5. Ryan, Chris Landreth (****, Rhino, $20). Last year’s more-than-deserving best animated short Oscar winner is a timely treat before this year’s kudos, a lysergic excursion literally into a man’s head: Landreth interviews 1960s Canadian animation great Ryan Larkin, whose career and life were marred by addictions, and now lives on streets and in shelters. The insecurities of the two men suggest Landreth’s brilliant breakthroughs in computerized animation; the DVD contains commentary, examples of Larkin’s earlier work and a documentary on the National Film Board’s investment in this new approach to animation.
4. The Great Rock ‘N’ Roll Swindle, Julien Temple (***, Shout Factory, $20) It’s been out for a while, but this long-out-of-reach screw-the-record-companies provocation has a newly timely quality to it.
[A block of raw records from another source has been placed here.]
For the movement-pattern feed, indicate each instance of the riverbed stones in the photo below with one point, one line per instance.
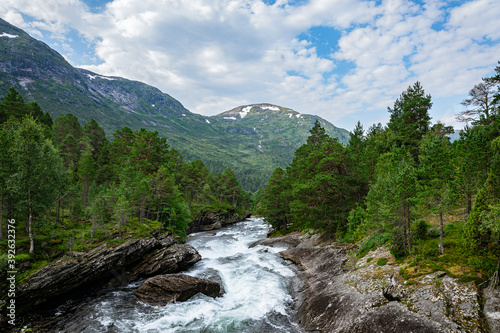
(342, 294)
(170, 288)
(209, 220)
(105, 266)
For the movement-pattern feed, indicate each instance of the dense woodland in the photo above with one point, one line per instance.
(436, 203)
(69, 188)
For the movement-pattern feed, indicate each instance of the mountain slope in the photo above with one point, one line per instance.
(253, 140)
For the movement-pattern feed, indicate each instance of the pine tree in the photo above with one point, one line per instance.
(410, 118)
(436, 174)
(38, 171)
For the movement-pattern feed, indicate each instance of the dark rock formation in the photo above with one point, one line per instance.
(285, 241)
(209, 220)
(104, 267)
(342, 294)
(171, 288)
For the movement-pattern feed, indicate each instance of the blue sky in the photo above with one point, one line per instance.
(345, 60)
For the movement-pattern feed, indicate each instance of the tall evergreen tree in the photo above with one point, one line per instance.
(410, 118)
(436, 174)
(38, 170)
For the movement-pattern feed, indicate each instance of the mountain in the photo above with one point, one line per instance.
(252, 139)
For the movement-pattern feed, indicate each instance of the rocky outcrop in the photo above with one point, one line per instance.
(171, 288)
(492, 308)
(105, 266)
(342, 294)
(210, 220)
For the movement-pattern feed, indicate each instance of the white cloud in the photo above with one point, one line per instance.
(214, 56)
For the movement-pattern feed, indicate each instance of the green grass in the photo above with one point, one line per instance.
(53, 242)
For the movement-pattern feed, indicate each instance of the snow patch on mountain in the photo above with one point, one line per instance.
(272, 108)
(245, 111)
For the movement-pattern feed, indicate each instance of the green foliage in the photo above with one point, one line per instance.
(382, 261)
(410, 117)
(373, 242)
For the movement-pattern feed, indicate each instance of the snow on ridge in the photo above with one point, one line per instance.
(4, 34)
(272, 108)
(245, 111)
(92, 77)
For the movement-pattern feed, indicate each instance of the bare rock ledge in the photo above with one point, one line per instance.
(105, 266)
(342, 294)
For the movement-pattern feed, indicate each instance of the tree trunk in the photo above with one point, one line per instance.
(58, 211)
(441, 231)
(408, 224)
(30, 230)
(1, 214)
(404, 238)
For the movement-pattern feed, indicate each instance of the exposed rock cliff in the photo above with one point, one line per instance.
(340, 294)
(170, 288)
(106, 266)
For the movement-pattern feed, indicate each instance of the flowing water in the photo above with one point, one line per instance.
(256, 281)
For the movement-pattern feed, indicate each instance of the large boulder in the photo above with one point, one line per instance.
(342, 294)
(105, 266)
(171, 288)
(210, 220)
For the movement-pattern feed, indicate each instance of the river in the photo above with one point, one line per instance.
(257, 284)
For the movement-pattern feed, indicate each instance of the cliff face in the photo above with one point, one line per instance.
(342, 294)
(105, 266)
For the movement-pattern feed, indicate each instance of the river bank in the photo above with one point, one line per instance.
(342, 294)
(256, 290)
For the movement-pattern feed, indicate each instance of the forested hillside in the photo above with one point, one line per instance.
(64, 187)
(435, 203)
(251, 148)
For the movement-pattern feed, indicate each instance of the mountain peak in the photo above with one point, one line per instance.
(241, 112)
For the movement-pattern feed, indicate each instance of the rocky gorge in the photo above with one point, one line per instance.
(339, 293)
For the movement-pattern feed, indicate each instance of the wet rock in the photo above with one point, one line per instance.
(170, 288)
(105, 266)
(366, 297)
(209, 220)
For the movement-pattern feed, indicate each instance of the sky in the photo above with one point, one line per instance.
(344, 60)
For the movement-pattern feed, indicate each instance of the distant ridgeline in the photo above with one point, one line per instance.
(253, 140)
(433, 202)
(57, 175)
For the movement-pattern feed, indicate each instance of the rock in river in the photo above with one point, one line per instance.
(106, 266)
(170, 288)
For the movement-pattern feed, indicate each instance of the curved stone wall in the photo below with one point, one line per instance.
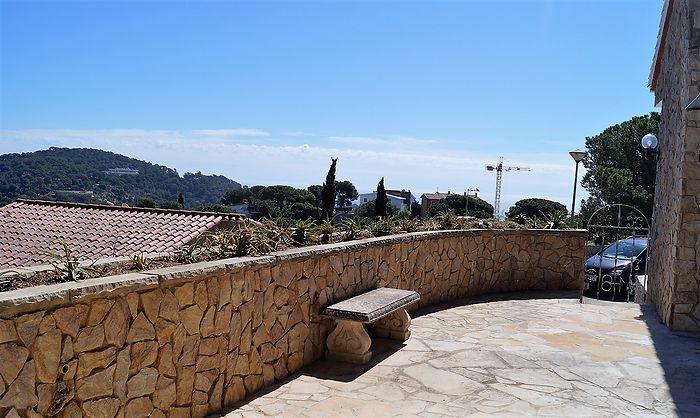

Ratty transfer, and certainly dated from the time Variety called it “the Citizen Kane of rock documentaries,” but there’s a time capsule worth of attitude in the movie (especially from manager and macher Malcolm MacLaren) and in director Julien Temple’s commentary.
3. The Constant Gardener, Fernando Meirelles (*** ½, Universal, $30). Maybe it would have been better without such a darkly futile “romantic” ending, but there’s gentle beauty and terrible things throughout.
2. Thumbsucker, Mike Mills (*** ½, Sony, $25). Mike Mills has eyes and ears and intends to use them.
1. The Best of Youth (La Meglio gioventù), Marco Tullio Giordana (****, Miramax, $30). What television, what luxury, what cinema this is. Made for Italian TV and released only briefly in the waning days of Weinstein Miramax, this six hour telling of several lives over forty years of tumultuous Italian history deserves watching, not synopsis. This could have been one of my favorite films of 2005, if there had been more chances to see it on the big screen. Passionate, observant, tender and sad: it’s simply great.
OTHER RECENT RELEASES: Dave McKean’s intricately hand-made fable, Mirrormask (*** ½, Sony, $27); the Chris Gore-written topical comedy with few gags that actually work, My Big Fat Independent Movie (*, Anchor Bay, $20); Aardman’s arduous animation, Wallace & Gromit: The Curse of the Were-Rabbit (**, DreamWorks, $20); Chris Columbus’ thin yet personal edition of the musical Rent (**, Sony, $29); All The President’s Men (*** 1/2, Warner, $27), with Robert Redford’s first commentary in this post-Deep Throat revelation 2-disc reissue; Kiyoshi Kurosawa’s long-delayed but still chilling tech-horror Pulse (*** ½, Magnolia, $27); Claire Dolan (***, New Yorker, $30), obstinate Lodge Kerrigan’s cool, geometric take on an urban call girl’s life, with a stellar perf by the late Katrin Cartlidge; the comic Torremolinos 73 (***, First Run Features, $30) > about an encyclopedia salesman whose life is changed by giddy cinephilia; The Take (***, First Run Features, $30), Naomi Klein and Avi Lerner’s documentary about labor relations in one manufacturing plant in beleaguered Argentina; Michael Almereyda’s doc on the great photographer, William Eggleston In the Real World (*** ½, Palm, $27); and Jia Zhangke’s The World (*** ½, Zeitgeist Films, $30), a vast metaphor for globalization in the comings-and-goings of workers at a Beijing amusement park studded with scale replicas of world monuments. (“We’ve still got our Twin Towers,” one guide notes.)